Another day under war
My nephew called me yesterday, his mother who is receiving dialysis treatment got a chest infection. She is at the hospital. She is in need of medicine that is not available at the hospital. He can’t find it. I spent half a day moving from pharmacy to pharmacy, from UNWRA clinic to a government clinic and did not find it either.

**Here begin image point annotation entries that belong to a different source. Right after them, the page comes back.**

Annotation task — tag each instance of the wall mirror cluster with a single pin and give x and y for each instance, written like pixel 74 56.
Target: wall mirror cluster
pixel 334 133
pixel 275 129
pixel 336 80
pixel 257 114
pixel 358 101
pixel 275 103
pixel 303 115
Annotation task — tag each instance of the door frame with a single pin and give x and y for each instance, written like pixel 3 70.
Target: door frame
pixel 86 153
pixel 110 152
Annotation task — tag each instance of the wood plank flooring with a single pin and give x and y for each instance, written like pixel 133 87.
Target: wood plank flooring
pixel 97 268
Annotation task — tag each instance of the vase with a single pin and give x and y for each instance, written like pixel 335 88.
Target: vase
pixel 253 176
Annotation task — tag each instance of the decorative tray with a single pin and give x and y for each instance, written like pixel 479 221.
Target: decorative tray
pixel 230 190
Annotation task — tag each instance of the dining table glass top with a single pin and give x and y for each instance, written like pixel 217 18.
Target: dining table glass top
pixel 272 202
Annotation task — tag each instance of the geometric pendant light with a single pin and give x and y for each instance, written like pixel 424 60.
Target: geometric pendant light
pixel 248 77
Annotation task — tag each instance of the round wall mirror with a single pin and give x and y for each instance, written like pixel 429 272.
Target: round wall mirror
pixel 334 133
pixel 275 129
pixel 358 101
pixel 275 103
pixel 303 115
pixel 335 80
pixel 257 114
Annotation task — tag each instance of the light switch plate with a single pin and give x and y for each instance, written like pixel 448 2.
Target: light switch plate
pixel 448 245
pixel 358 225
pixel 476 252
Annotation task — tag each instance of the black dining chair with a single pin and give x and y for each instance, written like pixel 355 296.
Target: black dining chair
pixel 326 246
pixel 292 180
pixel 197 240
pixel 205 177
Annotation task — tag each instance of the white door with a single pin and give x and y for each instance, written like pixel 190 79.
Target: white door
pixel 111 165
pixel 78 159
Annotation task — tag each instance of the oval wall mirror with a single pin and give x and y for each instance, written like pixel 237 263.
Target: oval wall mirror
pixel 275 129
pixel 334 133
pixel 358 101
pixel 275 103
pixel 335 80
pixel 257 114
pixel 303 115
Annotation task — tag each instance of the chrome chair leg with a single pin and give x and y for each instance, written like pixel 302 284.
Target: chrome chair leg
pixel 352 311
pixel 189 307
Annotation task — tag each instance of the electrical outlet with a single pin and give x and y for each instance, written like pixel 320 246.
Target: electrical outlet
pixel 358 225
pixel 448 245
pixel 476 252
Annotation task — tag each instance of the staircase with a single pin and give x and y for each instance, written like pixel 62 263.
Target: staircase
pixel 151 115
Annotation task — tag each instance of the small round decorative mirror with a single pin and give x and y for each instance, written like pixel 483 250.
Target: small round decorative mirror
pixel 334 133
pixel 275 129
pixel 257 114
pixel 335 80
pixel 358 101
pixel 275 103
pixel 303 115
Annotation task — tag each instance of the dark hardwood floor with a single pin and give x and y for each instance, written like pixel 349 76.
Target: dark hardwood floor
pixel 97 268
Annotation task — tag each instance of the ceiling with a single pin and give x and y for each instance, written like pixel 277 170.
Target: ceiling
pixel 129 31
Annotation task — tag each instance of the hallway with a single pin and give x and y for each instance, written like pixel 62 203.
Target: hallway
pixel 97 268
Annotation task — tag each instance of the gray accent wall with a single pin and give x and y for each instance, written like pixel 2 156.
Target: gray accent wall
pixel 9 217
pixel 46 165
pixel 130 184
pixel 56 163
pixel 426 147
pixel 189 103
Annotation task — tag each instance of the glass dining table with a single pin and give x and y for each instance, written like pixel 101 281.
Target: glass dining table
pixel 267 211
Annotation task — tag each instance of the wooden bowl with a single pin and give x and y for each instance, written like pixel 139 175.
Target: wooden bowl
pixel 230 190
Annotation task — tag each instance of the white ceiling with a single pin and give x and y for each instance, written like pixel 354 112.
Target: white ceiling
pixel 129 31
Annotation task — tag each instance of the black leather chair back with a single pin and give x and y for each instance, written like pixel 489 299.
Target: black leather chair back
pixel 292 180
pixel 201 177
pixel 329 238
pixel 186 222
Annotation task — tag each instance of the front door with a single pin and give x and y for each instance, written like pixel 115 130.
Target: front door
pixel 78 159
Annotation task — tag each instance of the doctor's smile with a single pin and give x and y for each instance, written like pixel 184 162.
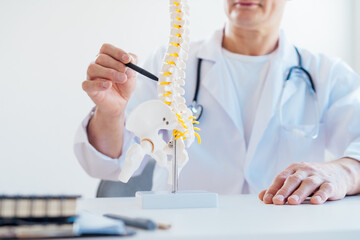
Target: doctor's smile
pixel 267 112
pixel 246 4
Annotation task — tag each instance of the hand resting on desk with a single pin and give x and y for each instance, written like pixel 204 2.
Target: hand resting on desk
pixel 325 180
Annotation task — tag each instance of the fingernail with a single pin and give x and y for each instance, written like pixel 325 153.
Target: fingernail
pixel 125 57
pixel 268 197
pixel 279 198
pixel 317 199
pixel 295 198
pixel 105 84
pixel 120 77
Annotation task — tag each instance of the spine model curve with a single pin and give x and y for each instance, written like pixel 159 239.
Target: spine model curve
pixel 172 75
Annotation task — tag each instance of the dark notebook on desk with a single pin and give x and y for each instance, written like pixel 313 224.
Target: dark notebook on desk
pixel 37 216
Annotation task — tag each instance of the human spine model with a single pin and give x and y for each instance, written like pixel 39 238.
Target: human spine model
pixel 170 111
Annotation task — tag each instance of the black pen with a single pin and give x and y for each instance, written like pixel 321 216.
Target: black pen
pixel 142 71
pixel 142 223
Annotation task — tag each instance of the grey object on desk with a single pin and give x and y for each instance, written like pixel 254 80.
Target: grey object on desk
pixel 142 182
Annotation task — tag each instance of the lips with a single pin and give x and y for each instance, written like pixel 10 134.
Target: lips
pixel 246 3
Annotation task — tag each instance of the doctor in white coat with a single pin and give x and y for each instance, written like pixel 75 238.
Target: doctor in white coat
pixel 245 147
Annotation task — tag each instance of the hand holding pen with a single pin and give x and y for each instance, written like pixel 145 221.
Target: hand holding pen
pixel 110 83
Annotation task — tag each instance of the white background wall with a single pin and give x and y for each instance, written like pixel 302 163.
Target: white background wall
pixel 46 45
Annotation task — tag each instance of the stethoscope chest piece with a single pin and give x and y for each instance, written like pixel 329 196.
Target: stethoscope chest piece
pixel 196 109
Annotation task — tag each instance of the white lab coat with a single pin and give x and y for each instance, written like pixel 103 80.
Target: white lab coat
pixel 223 163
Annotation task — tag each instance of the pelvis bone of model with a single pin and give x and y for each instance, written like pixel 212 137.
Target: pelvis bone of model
pixel 145 121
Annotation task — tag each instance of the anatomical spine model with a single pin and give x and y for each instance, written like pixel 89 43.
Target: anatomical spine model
pixel 169 111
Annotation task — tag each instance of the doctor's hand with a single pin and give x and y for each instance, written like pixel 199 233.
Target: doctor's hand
pixel 324 181
pixel 110 82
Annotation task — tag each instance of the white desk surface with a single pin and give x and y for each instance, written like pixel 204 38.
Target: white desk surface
pixel 242 217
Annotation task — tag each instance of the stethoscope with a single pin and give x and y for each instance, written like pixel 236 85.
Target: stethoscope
pixel 197 109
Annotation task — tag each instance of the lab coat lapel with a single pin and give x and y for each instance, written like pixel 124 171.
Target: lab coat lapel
pixel 217 81
pixel 280 62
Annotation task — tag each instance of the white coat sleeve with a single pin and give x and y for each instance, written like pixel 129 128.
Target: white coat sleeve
pixel 95 163
pixel 342 119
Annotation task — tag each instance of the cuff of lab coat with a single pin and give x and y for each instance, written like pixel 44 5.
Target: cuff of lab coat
pixel 95 163
pixel 353 150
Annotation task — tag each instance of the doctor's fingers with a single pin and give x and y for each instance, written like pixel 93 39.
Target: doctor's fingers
pixel 116 53
pixel 325 192
pixel 109 62
pixel 91 87
pixel 275 186
pixel 95 71
pixel 308 186
pixel 290 185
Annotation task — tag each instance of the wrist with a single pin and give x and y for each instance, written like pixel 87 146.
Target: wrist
pixel 352 170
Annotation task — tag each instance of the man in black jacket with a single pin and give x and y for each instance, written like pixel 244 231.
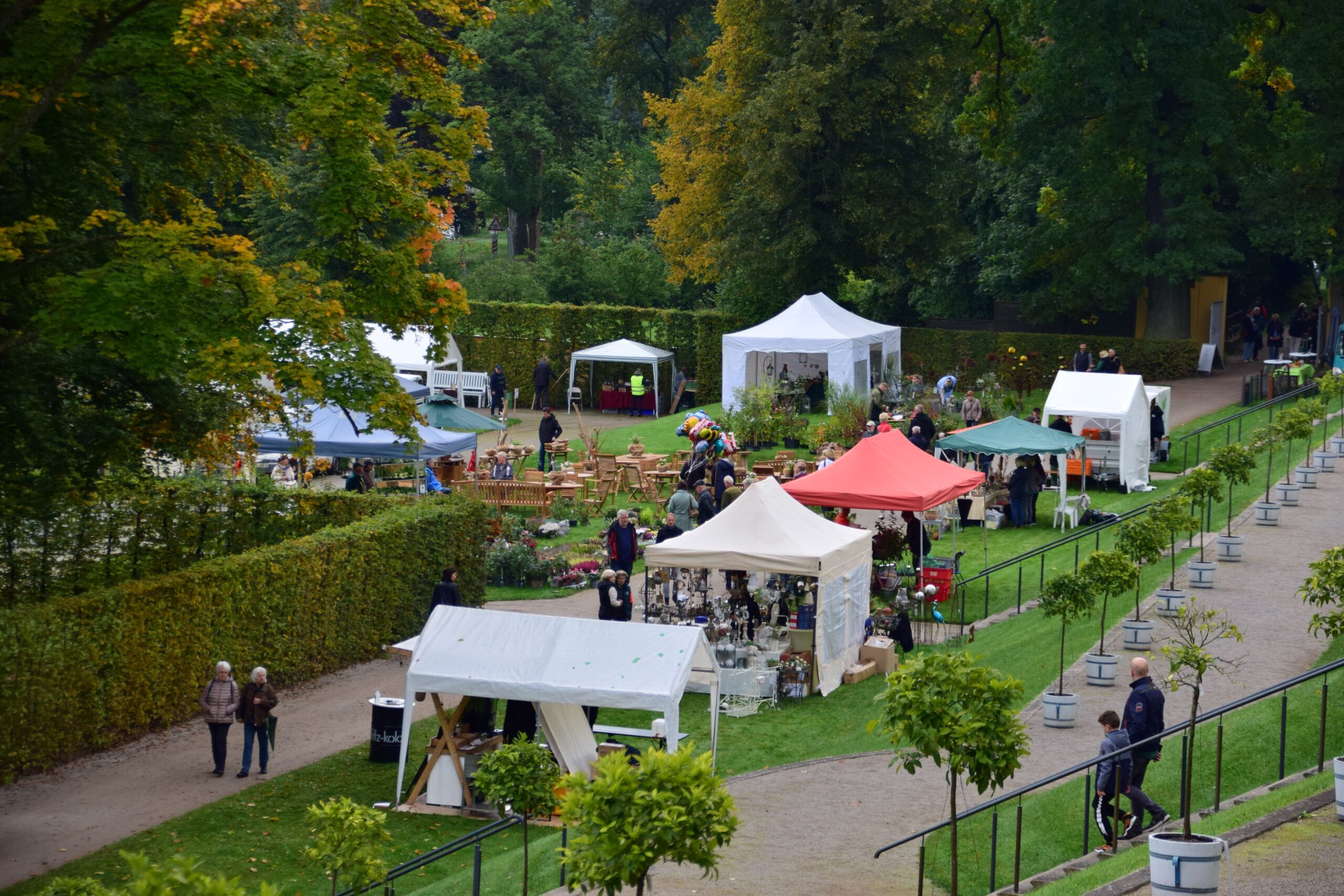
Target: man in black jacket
pixel 1144 719
pixel 546 433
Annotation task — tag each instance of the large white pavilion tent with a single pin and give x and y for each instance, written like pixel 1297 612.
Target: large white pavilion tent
pixel 814 335
pixel 768 531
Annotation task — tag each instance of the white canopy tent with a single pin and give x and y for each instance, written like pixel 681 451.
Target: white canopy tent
pixel 768 531
pixel 623 351
pixel 1115 404
pixel 814 328
pixel 551 660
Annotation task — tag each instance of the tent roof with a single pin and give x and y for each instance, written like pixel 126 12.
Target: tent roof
pixel 1011 436
pixel 885 473
pixel 1093 394
pixel 523 656
pixel 764 530
pixel 623 350
pixel 815 319
pixel 335 437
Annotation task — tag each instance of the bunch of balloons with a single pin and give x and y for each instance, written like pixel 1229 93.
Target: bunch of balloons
pixel 706 436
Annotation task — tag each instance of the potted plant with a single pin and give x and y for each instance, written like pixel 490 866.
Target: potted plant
pixel 1326 589
pixel 1171 518
pixel 1183 861
pixel 628 818
pixel 960 715
pixel 1108 574
pixel 1199 488
pixel 1234 464
pixel 1141 541
pixel 519 778
pixel 1067 597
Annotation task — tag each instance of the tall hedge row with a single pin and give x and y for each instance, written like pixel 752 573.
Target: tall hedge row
pixel 131 529
pixel 88 672
pixel 517 335
pixel 933 352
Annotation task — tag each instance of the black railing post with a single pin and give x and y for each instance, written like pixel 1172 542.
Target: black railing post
pixel 1283 733
pixel 994 848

Today my nephew called me again. His younger brother got an infection, hepatitis A, like thousands of other people due to lack of clean water and hygiene. Medication is not available. Doctors asked him to give his brother honey and sweet things that don’t include oil. I don’t know if this is an alternative cure or what. They can’t afford it. I will buy it tomorrow. There is a kind of low-quality honey in the market that arrived with some humanitarian aid and is sold at double the price or more.
Diseases of all kinds spread among people: hepatitis, skin diseases, chicken pox, skin inflammation, fleas, bugs and many other diseases I don’t know the English for. The spokesman of the Ministry of Health is talking about more than 20 diseases spread among displaced people in shelters, schools, tents, overcrowded homes, with very limited quantities of unsafe water. Gaza used to suffer from scarcity and poor quality of water before 7th October. Today when most of the people are pushed into a very small place, no electricity to operate desalinisation units, people are obliged to use whatever water is available and only for life-saving needs such as drinking, cooking and cleaning if possible.
Today I received news of the killing of a father of a colleague in Khan Younis. Today I received news about a bombing of a very respected person, a professional psychiatrist who was on the roof of Al Aqsa University in Khan Younis trying to bring some water to the water tanks on the roof when a drone targeted him. Today I learned that a theatre colleague in Gaza was killed with his family when Israeli air force struck his home. Today a man was going back to Bani Suhaila in east Khan Younis to check on his father who remained there and he found him shot dead and wrapped in a carpet inside his home. He tried to dig a grave at his home but the drones were in the sky. He was afraid. He left his father’s body inside the house and came back to Rafah. Today I went back with my wife, Abeer, to Sawarha near Nuseirat to bring her family some food and hygiene materials and what I saw on the road from Rafah was heart-breaking. I passed by Tel Al Sultan in Rafah, then Mawasi near Khan Younis, then Deir Al Balah, then Sawarha. Thousands and thousands of tents of all kinds, many were broken and torn by the wind. These are windy and rainy days. People looked so sad, desperate, children with very light clothes, many without shoes on their feet, sorrow, sadness and helplessness.
Death and agony, this is Gaza and nothing else.